L'insonnia e l'ateroscelerosi subclinica © iStock

Sanihelp.it - Le persone che dormono meno di 6 ore per notte o si svegliano e riaddormentano più volte durante la stessa notte, sono a maggior rischio di sviluppare aterosclerosi: lo sostiene uno studio pubblicato sulla rivista Journal of the American College of Cardiology e condotto presso il Centro Nacional de Investigaciones Cardiovasculares Carlos III di Madrid.

Gli autori dello studio hanno registrato per 7 giorni il sonno di 3974 partecipanti allo studio Progression of Early Subclinical Atherosclerosis.

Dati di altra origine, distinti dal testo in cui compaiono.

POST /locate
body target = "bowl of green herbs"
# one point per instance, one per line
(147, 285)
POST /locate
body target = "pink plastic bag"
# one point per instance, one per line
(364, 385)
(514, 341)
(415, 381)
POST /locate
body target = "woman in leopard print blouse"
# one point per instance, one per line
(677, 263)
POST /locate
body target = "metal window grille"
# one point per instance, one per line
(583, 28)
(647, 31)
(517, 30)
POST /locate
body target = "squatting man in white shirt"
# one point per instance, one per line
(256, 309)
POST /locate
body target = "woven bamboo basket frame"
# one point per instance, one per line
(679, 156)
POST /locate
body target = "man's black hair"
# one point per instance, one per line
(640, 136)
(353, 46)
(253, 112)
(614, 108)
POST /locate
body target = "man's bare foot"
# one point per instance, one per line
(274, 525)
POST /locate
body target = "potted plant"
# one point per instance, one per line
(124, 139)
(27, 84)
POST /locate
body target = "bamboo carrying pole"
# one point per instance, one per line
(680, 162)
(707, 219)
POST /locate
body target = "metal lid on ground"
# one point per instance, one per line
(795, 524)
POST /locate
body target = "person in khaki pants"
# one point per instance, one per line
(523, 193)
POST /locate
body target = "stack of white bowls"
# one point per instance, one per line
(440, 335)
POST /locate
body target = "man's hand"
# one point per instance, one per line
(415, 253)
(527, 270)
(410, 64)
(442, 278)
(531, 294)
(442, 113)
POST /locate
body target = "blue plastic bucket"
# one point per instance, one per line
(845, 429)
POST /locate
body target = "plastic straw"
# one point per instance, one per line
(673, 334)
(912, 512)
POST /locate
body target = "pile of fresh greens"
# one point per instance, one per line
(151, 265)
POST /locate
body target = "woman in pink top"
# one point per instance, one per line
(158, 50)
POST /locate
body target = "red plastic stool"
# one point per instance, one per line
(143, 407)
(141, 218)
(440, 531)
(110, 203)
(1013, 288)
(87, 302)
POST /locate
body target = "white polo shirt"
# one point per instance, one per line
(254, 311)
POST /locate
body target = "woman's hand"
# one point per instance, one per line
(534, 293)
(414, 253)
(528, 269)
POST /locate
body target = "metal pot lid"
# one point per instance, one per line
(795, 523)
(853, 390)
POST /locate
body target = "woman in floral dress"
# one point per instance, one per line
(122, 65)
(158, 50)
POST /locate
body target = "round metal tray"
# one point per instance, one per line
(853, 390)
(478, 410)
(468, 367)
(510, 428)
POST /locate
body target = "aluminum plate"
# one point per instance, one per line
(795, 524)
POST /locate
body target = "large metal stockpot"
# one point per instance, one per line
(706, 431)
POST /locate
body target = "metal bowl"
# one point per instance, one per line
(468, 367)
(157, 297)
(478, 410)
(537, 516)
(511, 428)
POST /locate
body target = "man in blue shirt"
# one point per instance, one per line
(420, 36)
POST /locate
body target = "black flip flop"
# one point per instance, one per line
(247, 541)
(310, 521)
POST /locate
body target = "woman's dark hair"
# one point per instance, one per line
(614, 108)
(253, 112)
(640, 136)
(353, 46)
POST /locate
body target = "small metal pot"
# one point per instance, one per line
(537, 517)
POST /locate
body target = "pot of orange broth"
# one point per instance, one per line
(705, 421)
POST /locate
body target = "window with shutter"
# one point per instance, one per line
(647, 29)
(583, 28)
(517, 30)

Gli stessi sono stati classificati in base alla durata del sonno: meno di sei ore (molto breve), da sei a sette ore (breve), da sette a otto ore (di riferimento) e più di otto ore (lungo).

Anche tenendo conto dei fattori di rischio per lo sviluppo di ateroscelerosi quelli abituati a dormire meno di 6 ore hanno evidenziato all’ecografia vascolare tridimensionale, un maggior carico aterosclerotico, rispetto al gruppo di riferimento.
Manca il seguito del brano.